CHOICE: We founded our school because parents of our children needed a better choice. They have for too long been forced to choose between schools that offered their children a full, challenging academic program and schools which gave them the intense social support they needed. That choice is no longer necessary. Our school addresses both of their needs.

LAUGHTER: We teach our students the rules of conversation and the conventions of social interaction, but we do not teach them to laugh. That is something they find themselves. It comes when their minds are delighted by an intellectually sophisticated idea, by an incongruous new fact, or when a new friend makes a joke. It comes when they connect in a novel and pleasing way, and it is the most wonderful sound that can occur here.

APPRECIATION: Unseen in their complexity and individuality, unappreciated for the distinctive gifts they have, children can lose themselves in schools that do not address them as who they are. That doesn’t happen here. By being understood, they begin to emerge. In experiencing the joy of connection, they learn to connect. In very small classes, no one falls between the cracks. There are no cracks.

HAPPINESS: Happiness is not trivial or peripheral at Auburn. Because our students have often been extremely unhappy in their previous schools, and because unhappiness forces them inside of themselves, their happiness is at the center of our work. The result is that children who have never liked coming to school cannot wait for Monday mornings or the first day after vacation.

CHALLENGE: Our academic program is rigorous because our children are bright and thrive on intellectual stimulation. Highly personalized to address the wide range and remarkable depth of our children’s interests, academics at Auburn comprise all the traditional subjects with significant experiential and project-oriented work. The result is children who are deeply engaged, inspired to learn, and fully prepared for future educational experiences.

CURIOSITY: Children come to us with uncommon, often narrowly focused curiosity, and so part of our work is to constantly stimulate their minds. But just as crucial, we work to expand the circle of their curiosity. We want them to become curious about the larger world, and about other people, as well, because that is another step toward the engagement that is at the heart of our work.

FRIENDS: During their time here, our children make the frightening, exhilarating journey from isolation to connection. Slowly, through false starts and setbacks, with constant guidance and support, they begin to construct for themselves the invisible bridges that connect one person to another. This ability to bond with other people has many names and shows itself in many small ways. We call it “friendship” and nothing here is more important at Auburn.

SELF-ADVOCACY: The ability of our children to advocate for themselves is critical to their future success.

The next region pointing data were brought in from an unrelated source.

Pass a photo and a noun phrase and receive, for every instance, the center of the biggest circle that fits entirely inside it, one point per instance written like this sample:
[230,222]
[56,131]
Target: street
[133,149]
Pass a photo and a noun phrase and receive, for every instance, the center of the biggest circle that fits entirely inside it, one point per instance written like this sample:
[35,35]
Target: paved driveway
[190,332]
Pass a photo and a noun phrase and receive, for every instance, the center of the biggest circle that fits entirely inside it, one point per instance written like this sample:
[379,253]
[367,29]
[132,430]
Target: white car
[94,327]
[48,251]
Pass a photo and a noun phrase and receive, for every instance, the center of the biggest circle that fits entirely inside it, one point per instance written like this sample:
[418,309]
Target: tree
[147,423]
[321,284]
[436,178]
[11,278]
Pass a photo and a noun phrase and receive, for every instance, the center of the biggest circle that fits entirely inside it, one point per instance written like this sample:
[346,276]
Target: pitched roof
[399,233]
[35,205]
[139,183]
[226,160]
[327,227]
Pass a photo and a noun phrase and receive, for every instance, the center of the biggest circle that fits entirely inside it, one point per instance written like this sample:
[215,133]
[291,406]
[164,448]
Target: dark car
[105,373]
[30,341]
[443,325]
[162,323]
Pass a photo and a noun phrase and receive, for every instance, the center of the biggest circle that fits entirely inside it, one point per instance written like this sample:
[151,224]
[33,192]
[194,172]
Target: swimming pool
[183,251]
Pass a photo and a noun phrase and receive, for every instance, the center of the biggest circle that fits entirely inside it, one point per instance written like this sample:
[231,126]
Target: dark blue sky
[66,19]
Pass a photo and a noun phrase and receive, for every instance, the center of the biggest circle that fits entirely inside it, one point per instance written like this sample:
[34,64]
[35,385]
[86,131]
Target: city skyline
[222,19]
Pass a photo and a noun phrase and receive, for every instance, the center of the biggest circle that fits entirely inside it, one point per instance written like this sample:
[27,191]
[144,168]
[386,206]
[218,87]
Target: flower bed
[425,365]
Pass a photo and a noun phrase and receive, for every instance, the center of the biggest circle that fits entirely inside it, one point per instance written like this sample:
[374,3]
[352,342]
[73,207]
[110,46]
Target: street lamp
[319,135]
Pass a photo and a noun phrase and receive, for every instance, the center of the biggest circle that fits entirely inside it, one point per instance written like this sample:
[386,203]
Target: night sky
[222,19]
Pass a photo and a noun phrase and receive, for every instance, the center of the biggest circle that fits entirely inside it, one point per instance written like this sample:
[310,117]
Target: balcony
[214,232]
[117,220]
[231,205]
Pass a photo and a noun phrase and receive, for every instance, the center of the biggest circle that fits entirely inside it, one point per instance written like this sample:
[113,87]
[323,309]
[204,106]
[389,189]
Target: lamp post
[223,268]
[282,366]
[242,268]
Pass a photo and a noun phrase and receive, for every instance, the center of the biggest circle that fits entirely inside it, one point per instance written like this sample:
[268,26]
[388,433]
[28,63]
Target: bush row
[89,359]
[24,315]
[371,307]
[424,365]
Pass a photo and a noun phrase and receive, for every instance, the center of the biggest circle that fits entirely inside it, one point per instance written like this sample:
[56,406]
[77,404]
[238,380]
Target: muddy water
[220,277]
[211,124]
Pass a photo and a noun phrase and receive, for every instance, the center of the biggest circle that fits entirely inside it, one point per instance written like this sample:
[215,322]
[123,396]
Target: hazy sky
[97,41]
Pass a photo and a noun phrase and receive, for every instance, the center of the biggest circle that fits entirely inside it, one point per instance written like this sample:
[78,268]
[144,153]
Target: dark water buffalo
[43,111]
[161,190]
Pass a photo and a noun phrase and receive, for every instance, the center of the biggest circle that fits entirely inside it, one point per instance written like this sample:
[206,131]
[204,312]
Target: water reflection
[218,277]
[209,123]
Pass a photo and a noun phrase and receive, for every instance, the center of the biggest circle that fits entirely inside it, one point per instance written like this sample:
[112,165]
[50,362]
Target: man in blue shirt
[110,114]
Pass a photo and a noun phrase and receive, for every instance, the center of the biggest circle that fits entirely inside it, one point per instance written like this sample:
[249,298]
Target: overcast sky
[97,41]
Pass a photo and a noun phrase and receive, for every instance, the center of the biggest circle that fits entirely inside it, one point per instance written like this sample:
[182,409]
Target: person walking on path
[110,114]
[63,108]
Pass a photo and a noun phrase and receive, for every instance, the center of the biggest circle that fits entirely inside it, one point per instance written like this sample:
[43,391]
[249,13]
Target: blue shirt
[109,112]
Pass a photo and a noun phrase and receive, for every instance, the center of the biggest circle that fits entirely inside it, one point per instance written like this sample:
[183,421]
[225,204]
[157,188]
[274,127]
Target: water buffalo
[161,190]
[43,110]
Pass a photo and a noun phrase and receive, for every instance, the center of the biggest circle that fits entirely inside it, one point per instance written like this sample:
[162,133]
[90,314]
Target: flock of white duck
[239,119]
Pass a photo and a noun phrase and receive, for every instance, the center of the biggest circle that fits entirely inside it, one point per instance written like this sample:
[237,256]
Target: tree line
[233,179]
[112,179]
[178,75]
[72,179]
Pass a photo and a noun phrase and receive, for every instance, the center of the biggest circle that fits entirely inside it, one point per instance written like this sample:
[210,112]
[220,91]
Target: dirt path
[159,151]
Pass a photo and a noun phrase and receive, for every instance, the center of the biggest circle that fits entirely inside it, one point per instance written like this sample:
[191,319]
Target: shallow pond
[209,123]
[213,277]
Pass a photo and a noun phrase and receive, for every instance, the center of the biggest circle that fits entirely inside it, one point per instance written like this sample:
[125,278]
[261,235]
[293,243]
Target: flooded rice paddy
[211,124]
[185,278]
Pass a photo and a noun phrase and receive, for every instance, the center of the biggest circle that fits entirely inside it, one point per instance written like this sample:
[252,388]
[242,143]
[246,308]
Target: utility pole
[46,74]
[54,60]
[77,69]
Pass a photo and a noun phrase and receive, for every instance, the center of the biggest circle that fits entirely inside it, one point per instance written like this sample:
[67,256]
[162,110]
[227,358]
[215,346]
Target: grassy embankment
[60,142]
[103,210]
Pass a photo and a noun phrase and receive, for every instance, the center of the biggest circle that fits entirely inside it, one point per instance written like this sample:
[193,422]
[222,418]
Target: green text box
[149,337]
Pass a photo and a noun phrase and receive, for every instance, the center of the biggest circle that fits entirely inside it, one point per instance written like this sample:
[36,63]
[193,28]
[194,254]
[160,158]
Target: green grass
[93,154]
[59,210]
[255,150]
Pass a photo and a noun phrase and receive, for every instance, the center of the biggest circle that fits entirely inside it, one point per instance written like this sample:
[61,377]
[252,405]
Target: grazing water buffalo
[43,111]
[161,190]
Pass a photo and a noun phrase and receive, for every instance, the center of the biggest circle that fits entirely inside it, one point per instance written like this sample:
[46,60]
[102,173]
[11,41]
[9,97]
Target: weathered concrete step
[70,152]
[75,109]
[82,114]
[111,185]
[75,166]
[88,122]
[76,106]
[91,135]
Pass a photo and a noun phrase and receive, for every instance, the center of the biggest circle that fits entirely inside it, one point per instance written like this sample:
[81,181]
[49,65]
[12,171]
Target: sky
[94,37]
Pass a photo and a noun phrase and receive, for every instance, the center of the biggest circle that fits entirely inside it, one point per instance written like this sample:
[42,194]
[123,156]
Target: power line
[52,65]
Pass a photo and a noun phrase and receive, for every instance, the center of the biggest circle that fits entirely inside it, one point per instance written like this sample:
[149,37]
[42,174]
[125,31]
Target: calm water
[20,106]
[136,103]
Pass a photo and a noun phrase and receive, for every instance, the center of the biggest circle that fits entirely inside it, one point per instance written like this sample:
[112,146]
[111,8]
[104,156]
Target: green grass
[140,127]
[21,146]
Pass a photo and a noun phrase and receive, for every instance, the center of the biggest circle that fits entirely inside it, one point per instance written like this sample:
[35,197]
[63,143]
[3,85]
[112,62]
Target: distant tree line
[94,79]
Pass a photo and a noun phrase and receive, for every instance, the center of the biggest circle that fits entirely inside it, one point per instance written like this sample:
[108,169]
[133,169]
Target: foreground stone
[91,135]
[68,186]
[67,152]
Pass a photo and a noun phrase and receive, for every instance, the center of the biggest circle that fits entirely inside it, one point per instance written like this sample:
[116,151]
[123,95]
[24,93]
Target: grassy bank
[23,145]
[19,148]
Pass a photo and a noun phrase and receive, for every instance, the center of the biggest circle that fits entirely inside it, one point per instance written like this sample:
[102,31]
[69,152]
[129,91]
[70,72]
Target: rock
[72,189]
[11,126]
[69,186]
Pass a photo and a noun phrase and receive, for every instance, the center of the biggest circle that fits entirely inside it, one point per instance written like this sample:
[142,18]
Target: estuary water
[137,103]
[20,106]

This ability develops at Auburn through the complex interaction of growing self-awareness, strengthening self-confidence, and constantly improving communication abilities. The goal is young people who know themselves, can articulate their needs, and have the ability to enlist others to help them achieve in a world not often designed for them.

FUTURE: We set high goals for our children’s future because we understand their real potential. When they leave Auburn, we expect them to thrive at the next level and throughout their college years. And beyond that, we expect them to succeed in a world desperately in need of the new ideas and fresh perspectives they bring. Ultimately, we want them to become fully independent thinkers and decision-makers who create fulfilling lives made rich through relationship with others.